I just received word a few hours ago that my aunt, who has already had one surgery for cancer and has been hospitalized for the last four months, has more cancer and it has spread and she is at Stage 4, which simply put means she will more than likely be going to heaven soon!
What did I do when I got the news? I cried!
It’s what I did when my father was murdered. I cried!
It’s what I did when my nephew was born with a bad liver and had to have a liver transplant before his first birthday. I cried!
It’s what I did when my 13-year old nephew was hit by a car in front of his church building and and ushered into eternity. I cried!
It’s what I did when my mother died of cancer. I cried!
It’s what I did when I found out my daughter’s eldest child, lil Hannah, was diagnosed with autism. I cried!
It’s what I did when my younger sister died in her sleep a few years before turning 50. I cried!

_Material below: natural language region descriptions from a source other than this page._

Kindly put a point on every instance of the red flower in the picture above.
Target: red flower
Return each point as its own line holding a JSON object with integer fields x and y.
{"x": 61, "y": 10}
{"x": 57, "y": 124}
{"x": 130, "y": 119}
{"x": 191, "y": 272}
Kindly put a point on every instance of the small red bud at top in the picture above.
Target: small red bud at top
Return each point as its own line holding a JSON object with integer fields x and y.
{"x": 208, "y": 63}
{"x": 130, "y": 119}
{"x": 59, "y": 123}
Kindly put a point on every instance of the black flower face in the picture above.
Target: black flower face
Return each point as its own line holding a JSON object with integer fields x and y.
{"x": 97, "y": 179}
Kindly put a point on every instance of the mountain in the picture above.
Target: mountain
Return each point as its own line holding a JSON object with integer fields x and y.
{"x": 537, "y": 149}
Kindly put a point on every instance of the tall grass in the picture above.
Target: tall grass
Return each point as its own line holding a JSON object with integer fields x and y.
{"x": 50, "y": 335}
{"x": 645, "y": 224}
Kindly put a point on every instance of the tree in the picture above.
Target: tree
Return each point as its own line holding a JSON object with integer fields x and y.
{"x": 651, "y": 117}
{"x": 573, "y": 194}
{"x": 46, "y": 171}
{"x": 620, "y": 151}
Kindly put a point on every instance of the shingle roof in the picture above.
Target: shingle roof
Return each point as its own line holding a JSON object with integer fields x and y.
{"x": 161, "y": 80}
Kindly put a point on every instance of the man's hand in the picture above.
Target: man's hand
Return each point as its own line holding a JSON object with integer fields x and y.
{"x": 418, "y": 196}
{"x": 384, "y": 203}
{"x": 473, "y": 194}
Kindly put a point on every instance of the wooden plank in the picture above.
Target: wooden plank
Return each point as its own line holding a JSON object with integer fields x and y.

It’s what I have done, as have you, many times when the burdens of life become too heavy. Those times when we think to ourselves, this must be a dream, a bad dream!

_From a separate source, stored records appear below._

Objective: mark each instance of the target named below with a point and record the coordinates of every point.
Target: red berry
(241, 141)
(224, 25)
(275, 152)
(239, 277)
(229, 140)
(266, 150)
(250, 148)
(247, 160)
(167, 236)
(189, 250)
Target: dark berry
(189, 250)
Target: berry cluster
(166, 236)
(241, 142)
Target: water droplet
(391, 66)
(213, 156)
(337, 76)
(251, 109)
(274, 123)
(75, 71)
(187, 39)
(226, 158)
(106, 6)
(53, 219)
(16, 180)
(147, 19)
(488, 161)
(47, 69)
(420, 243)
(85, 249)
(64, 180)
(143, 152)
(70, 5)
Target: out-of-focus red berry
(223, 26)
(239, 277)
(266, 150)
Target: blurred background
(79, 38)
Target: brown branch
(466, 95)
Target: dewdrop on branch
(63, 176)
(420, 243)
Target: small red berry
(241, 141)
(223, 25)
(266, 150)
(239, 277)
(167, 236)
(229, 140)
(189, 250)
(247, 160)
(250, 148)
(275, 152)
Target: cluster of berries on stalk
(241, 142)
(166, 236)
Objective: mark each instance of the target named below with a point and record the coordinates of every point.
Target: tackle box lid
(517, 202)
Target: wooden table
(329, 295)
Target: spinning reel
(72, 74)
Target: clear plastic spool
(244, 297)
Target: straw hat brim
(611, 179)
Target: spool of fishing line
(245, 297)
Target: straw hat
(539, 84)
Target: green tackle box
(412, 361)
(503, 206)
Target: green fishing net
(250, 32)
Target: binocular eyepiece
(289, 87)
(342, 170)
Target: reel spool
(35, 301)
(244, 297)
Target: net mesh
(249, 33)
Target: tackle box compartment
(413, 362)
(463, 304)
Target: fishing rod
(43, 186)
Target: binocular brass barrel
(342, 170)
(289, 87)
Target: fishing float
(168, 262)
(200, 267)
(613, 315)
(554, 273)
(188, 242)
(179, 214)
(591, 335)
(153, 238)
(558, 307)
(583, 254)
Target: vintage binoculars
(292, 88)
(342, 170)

It’s what I did when my brother, Pastor Joe, was hospitalized on October 3, 2013. I cried! And continue to cry many times today when I visit him in his present state.
I cry! And, to be honest with you, sometimes I cry uncontrollably.
Maybe that’s where you are right now. Perhaps the tears have been flowing. Possibly you find that you cannot control yourself as the tears flow. And perhaps you have felt like quitting. Perhaps your dreams— your marriage, career, or ambitions— have crumbled. Perhaps you’ve become cynical or have lost hope. We have all been there and done that. And if not, we will sometime this side of eternity. I am reminded of the story below, found in a book about heaven:
In 1952, young Florence Chadwick stepped into the waters of the Pacific Ocean off Catalina Island, determined to swim to the shore of mainland California. She’d already been the first woman to swim the English Channel both ways. The weather was foggy and chilly; she could hardly see the boats accompanying her. Still, she swam for fifteen hours. When she begged to be taken out of the water along the way, her mother, in a boat alongside, told her she was close and that she could make it. Finally, physically and emotionally exhausted, she stopped swimming and was pulled out. It wasn’t until she was on the boat that she discovered the shore was less than half a mile away. At a news conference the next day she said, “All I could see was the fog. . . . I think if I could have seen the shore, I would have made it.” 11 Consider her words: “I think if I could have seen the shore, I would have made it.” For believers, that shore is Jesus and being with him in the place that he promised to prepare for us, where we will live with him forever. … If we can see through the fog and picture our eternal home in our mind’s eye, it will comfort and energize us.
On this side of eternity, there will be many tears to shed for all of us. We live in a sin-sick world. Poverty and pain often rule the day. Yet, I thank God for the promise that one day He will wipe away all of our tears. There will be no more sorrow. No more pain. No more death. And no more crying!
Until that day comes and while I am shedding those tears, I will hang on to the promise of a better day coming and realize that God is using these things for His glory and for my good!
“God uses suffering and impending death to unfasten us from this earth and to set our minds on what lies beyond.”